Bila pada Ronggeng Dukuh Paruk, Srtintil dan rombongan ronggeng Dukuh Paruk termakan hasutan untuk “melawan” pada keadaan yang merepresi mereka yang ternyata dimanfaatkan partai komunis sebagai alat propaganda, pada Kubah, Karman digambarkan sebagai pegawai kantor kecamatan yang “cerdas” sebagai penggerak masyarakat Desa Pegaten untuk mendukung partai komunis. Pergolakan antara kaum agamis/kaum adat dengan kaum komunis menjadi unsur utama yang muncul sebagai satu bumbu khusus.

Agaknya, tidak ada perbedaan yang mendasar antara keduanya. Sama-sama bercerita tentang masa-masa penuh penderitaan usai perang kemerdekaan dan penegakan kedaulatan republik. Kedua karya Ahmad Tohari itu masih mempunyai relevansi yang tinggi dengan keadaan saat ini. Saat kajian-kajian pada peristiwa kelam sejarah bangsa tidak lagi diselenggarakan secara sembunyi-sembunyi.

Tulisan Ahmad Tohari yang terstruktur dengan baik, membuat kedua karyanya ini seakan kehilangan suspense pada jalan dan alur cerita. Memang Ahmad Tohari bukan seorang penulis yang pandai menulis buku thriller. Tetapi, walaupun saat Kubah ditulis ia termasuk masih orang baru dalam jagad susastera neger ini, perlu dicatat bahwa kemampuannya untuk mengolah cerita, memainkan tokoh-tokoh beserta linimasanya, serta kedekatan konteks antara buah karya dengan realitas sejarah yang benar nyata terjadi, adalah suatu nilai lebih yang mampu memperbanyak perbendaharaan referensi kita soal sejarah bangsa sendiri.
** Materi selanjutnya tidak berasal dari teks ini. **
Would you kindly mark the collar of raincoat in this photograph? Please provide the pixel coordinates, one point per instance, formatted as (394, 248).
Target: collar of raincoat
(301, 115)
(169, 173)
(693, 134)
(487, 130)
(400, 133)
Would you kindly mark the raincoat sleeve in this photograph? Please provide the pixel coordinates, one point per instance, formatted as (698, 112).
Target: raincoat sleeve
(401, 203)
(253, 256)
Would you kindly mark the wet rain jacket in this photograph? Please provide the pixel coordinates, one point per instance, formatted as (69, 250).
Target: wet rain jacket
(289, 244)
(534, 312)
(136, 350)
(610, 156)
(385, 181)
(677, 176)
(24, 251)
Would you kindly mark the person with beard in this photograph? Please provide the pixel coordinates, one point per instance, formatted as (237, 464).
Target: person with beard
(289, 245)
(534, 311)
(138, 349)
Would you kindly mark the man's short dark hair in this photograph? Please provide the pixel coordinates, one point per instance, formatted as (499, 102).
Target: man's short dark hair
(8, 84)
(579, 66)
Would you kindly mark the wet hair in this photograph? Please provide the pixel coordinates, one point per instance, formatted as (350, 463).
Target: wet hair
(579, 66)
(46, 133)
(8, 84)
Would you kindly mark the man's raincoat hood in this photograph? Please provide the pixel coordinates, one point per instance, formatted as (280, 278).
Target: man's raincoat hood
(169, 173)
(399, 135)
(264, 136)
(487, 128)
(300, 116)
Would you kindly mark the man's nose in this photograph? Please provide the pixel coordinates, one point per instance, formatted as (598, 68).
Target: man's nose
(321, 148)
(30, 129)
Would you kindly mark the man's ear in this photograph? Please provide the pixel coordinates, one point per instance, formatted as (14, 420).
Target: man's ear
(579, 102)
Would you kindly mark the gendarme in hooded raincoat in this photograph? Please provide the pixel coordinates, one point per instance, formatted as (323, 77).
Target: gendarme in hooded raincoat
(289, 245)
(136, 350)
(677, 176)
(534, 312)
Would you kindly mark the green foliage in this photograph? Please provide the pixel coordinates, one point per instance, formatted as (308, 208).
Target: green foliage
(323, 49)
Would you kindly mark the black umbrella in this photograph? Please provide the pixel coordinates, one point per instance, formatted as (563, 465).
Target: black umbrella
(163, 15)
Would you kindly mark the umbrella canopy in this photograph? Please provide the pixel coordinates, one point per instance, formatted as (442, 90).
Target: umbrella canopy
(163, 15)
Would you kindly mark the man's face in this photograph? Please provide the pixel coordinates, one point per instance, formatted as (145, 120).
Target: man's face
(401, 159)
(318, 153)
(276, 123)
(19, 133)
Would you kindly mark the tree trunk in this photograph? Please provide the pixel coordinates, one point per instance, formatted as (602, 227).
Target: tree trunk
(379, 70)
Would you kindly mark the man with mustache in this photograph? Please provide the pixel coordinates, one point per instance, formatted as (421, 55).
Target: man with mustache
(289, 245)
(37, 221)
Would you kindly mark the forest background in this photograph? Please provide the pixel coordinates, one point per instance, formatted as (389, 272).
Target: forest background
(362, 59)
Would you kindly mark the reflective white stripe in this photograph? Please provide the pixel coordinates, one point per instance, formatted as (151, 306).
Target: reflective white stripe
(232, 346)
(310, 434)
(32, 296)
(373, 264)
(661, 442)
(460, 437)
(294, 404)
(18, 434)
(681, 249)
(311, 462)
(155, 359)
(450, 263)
Sedikit saran, sila lanjut baca roman Ajip Rosidi, “Anak Tanah Air”. Sila temukan relevansi antara karya Ahmad Tohari dan Ajip Rosidi yang sama-sama bercerita pada lini masa yang sama.


Tidak heran apabila kemudian novel Kubah ini menjadi novel terbaik tahun 1981 dari Yayasan Buku Utama Kementerian P & K dan juga sudah diterbitkan dalam bahasa Jepang. Sejarah, selalu hadir dalam bentuk apa saja yang selalu bisa mengingatkan kita. Bila film G30S/PKI yang terlanjur ngetrend itu sudah tidak hits lagi, maka kini diganti dengan “The Act of Killing”. Suatu penyajian sejarah melalui sudut pandang yang berbeda. Begitulah, dinamika sejarah menghiasi sejarah perjalanan bangsa kita. Sesekali kita perlu menoleh ke belakang, tanpa pretensi untuk menyalahkan, melainkan untuk mengambil sebanyak mungkin pelajaran.

Judul         : Kubah
Penulis      : Ahmad Tohari
Penerbit     : Gramedia Pustaka Utama
Tahun        : 2012 (cet. 4, edisi baru).
Tebal          : 211 hal.
Genre         : Novel-Sejarah


Pharmindo, 18 November 2012.

1 komentar:

Adit Purana mengatakan...

Kisah fiksi -hampir- selalu beriringan dengan cerita realita :D

LinkWithin

Related Posts Plugin for WordPress, Blogger...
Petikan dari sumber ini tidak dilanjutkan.